Embracing this value pluralism makes things tricky. It suggests that the best we can do is look at creatures’ intelligence and sentience and relationships to us as clues about how we should negotiate life with (or without) them. But it doesn’t tell us how to weigh those clues — and what to do when they conflict with the interests of other animals, including us.
“There’s no simple formula,” Anderson once told me. “I think that’s a hopeless quest.”
That is, for my money, the most intellectually honest position. The absence of a fixed formula doesn’t mean you should exist in a state of guilty indecision or paralysis. Instead, the best thing you can do is have the integrity to recognize that sometimes life presents you with trade-offs where you have to make a choice. And when it comes to insects, you’re making that choice from a position of considerable power.
This is the conclusion Robin Wall Kimmerer reaches in her book Braiding Sweetgrass: Indigenous Wisdom, Scientific Knowledge, and the Teachings of Plants. The scientist describes how she had an algae-filled pond in her yard that she wanted to clear out so her daughters could swim in it. As a member of the Citizen Potawatomi Nation, though, she believes that all life has moral worth. So as she raked out the muck and found that it was full of tadpoles, she plucked them all out so they could go on living. Then she inspected the pond water under her microscope and saw a ton of teensy organisms, each one a moral dilemma. She writes:
As I raked and plucked, it challenged my conviction that all lives are valuable, protozoan or not. As a theoretical matter, I hold this to be true, but on a practical level it gets murky, the spiritual and the pragmatic bumping heads.

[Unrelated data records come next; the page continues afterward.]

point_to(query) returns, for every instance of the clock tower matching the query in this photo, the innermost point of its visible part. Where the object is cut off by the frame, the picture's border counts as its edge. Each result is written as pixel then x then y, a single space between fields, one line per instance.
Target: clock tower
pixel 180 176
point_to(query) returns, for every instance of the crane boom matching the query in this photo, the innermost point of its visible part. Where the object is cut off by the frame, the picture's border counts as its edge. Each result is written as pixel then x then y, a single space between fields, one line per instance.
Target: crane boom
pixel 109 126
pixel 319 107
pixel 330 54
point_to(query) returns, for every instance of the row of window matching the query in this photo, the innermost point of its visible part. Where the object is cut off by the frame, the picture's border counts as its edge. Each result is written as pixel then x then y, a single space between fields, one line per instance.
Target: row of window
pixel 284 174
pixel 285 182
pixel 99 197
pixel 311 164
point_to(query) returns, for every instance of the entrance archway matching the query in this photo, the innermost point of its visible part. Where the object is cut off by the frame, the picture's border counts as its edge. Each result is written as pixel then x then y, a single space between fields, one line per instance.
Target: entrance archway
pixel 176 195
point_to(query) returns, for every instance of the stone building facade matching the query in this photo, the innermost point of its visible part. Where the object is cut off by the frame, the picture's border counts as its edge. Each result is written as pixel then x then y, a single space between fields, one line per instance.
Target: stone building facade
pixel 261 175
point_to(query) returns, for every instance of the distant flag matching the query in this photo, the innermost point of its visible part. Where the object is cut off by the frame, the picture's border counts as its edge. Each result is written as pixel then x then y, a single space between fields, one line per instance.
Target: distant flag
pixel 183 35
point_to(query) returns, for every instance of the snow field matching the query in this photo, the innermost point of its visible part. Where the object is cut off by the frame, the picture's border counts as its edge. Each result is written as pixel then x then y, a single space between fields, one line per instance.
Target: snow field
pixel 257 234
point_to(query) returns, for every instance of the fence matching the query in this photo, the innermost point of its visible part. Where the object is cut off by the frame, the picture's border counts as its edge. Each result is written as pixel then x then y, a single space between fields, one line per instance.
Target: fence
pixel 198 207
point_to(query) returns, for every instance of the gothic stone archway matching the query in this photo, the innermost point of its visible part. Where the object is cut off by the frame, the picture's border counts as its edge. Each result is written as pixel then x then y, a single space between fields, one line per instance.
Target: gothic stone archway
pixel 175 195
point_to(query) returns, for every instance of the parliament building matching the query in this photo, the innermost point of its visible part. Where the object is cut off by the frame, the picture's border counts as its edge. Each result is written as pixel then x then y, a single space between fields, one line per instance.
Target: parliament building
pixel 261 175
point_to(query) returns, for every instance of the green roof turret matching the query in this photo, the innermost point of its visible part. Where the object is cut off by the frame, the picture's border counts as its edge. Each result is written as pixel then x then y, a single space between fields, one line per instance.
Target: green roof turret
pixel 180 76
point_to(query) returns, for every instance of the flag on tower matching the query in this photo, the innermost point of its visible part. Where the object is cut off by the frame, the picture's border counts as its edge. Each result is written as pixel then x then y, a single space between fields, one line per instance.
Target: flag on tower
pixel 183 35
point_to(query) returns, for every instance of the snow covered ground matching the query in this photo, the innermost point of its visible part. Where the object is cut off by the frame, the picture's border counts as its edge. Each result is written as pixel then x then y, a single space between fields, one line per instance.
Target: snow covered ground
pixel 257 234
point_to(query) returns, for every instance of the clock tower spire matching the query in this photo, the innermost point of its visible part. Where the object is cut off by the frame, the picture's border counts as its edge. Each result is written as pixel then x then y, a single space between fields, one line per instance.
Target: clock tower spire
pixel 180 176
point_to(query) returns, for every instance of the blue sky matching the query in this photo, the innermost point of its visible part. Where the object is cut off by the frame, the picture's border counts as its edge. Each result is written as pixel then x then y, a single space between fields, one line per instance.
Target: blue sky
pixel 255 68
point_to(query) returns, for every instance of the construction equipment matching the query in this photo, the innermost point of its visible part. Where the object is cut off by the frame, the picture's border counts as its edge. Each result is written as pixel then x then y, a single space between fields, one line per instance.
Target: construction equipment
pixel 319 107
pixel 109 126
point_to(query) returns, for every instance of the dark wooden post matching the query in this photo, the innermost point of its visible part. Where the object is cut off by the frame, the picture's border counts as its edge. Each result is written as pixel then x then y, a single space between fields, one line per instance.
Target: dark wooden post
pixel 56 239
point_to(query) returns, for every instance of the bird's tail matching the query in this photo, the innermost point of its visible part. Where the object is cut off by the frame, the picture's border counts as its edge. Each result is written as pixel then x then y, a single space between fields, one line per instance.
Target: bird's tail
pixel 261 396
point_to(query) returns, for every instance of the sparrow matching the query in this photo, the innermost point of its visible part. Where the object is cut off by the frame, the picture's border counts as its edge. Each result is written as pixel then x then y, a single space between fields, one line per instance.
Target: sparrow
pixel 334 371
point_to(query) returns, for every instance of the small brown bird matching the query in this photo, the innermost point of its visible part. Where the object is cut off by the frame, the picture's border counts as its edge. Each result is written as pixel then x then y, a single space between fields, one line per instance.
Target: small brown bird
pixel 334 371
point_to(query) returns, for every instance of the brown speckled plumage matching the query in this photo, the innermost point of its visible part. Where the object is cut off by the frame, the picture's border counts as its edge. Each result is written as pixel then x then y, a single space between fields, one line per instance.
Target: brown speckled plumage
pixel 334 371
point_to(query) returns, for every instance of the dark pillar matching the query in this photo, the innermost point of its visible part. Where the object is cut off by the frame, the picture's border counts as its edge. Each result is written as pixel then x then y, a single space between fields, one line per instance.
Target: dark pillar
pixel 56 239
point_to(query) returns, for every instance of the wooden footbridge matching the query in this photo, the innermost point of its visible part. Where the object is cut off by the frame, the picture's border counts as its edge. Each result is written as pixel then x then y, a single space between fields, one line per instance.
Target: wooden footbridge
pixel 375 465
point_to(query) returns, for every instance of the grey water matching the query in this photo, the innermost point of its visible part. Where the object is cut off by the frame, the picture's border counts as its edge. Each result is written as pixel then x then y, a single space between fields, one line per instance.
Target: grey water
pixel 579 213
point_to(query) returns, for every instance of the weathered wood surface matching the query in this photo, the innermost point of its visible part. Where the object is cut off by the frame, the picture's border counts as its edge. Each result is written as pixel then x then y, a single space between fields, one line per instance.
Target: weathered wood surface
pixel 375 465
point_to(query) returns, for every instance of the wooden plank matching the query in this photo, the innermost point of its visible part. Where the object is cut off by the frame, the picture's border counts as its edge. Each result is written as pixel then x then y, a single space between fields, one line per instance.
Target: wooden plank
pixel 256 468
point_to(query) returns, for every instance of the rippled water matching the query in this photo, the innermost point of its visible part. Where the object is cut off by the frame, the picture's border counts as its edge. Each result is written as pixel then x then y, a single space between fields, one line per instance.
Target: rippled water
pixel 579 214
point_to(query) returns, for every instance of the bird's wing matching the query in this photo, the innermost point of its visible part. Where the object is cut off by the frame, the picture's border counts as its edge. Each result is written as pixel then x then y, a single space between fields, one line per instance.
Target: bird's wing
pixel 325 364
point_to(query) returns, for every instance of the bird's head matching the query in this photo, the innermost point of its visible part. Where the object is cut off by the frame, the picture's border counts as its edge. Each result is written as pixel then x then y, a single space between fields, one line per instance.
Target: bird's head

With every rake I knew that I was prioritizing. Short, single-cell lives were ended because I wanted a clear pond. I’m bigger, I have a rake, so I win. That’s not a worldview I readily endorse.
But it didn’t keep me awake at night, or halt my efforts; I simply acknowledged the choices I was making. The best I could do was to be respectful and not let the small lives go to waste. I plucked out whatever wee beasties I could and the rest went into the compost pile, to start the cycle again as soil.
In a way, it’s an unsatisfying solution — a lot of us would probably sleep easier if nature came inscribed with clear bright lines and moral instructions. But there you have it. Like Kimmerer, I think you should practice a kind of harm reduction. To the extent that you can “live and let live” with insects, that’s ideal. Try to minimize how many you kill. But when you do make the choice to kill them, try to do it in a way that reduces the risk of suffering (think: quick and painless crushing rather than long and drawn-out poisoning).
That’s not only for the bug’s benefit, but for yours, too. Harming any animal can harm our character if we do it mindlessly or callously, because it desensitizes us to life. But when we let ourselves be touched by life, we can maintain our reverence for it. The reverence — not the guilt — is the thing you want to hold onto.